Tung had heard of Alice Gallow, which meant the other two must be Auditors. And what he had heard about Gallow, well, that was making him very nervous indeed.
“How is business, Mr. Do? It seems like you are doing alright for yourself,” Alice observed, gesturing at the plush office around her.
Tung attempted a modest smile. The Auditors must have activated a translation protocol; whenever Alice spoke, he heard perfect Vietnamese with a slight northern accent, exactly like his own.
“This has not been our best year, I’m afraid.” Tung wanted desperately to shift in his chair, to fidget and fiddle with his hands, and fought to suppress the urge while keeping a calm, unworried expression on his face. “Exports to North America are down, what with the bad financial climate, and it has had a negative impact on overall revenue.”
“Huh,” Alice said, sounding genuinely surprised. “I’d have figured people would be more i
nterested in smack during a recession.”
“Nguyen Exports handles a broad range of products for an array of reputable clients,” Tung sputtered defensively. “I do not appreciate the implication that we would deal in anything untoward. Our firm has operated for decades and enjoys an excellent reputation, here and in Central.”
The woman nodded and crossed her legs. She was attractive, if a bit too pale; even Tung, who wasn’t the biggest fan of Caucasians, had to give her that, with her long legs and lithe figure. Or she would have been pretty, rather, if she hadn’t had that ludicrous smirk plastered on her face.
“You have no need to be concerned about that, Mr. Do. The Audits Department is well-aware of everything that your company transports, even when it somehow doesn’t make it on the manifest,” Alice observed dryly. “If we had a problem with it, we would have gotten involved some time ago. Moreover, the quality of the services you provide is universally recognized. At several points, we have contracted work to your organization, as a matter of fact.”
“I hope the services were rendered to your satisfaction?” Tung inquired politely. He was impatient to get the Auditors out of his office, but he couldn’t think of any way to do so. The right of an Auditor to compel cooperation was absolute, when conducting an Audit, and he’d already inspected the paperwork.
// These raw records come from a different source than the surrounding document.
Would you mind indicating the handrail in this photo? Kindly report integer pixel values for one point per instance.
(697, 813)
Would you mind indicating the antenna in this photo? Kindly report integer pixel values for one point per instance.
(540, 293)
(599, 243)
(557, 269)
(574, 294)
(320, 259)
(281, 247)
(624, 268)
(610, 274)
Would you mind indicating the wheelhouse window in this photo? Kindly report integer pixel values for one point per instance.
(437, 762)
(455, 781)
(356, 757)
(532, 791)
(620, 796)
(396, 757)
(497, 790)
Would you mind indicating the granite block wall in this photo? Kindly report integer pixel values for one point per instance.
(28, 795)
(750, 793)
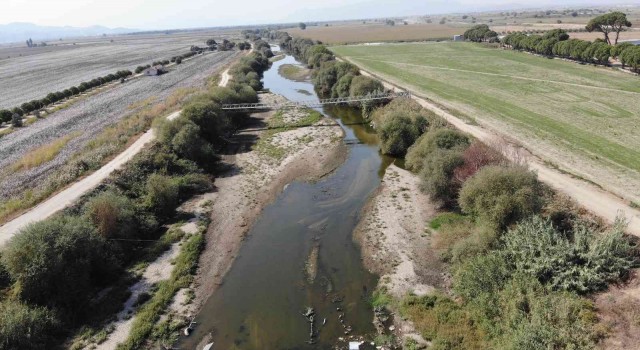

Tung shifted in his expensive chair, and wished he could go change his shirt.
“Yes.” Alice waved her hand dismissively. “Enough of these trivial matters. You are a busy man, and I do not wish to waste your time. I wonder if I might show you something, Mr. Do.”
Alice dug through the duffel bag she brought in with her, and Tung panicked briefly. He hadn’t had the right to demand a search of the bag — he could not interfere with an Audit — and he tensed up, aware that he was being ridiculous and unable to stop himself. After a moment’s search, Alice produced a stack of printouts, each page a photo headshot of a Vietnamese or Cambodian man.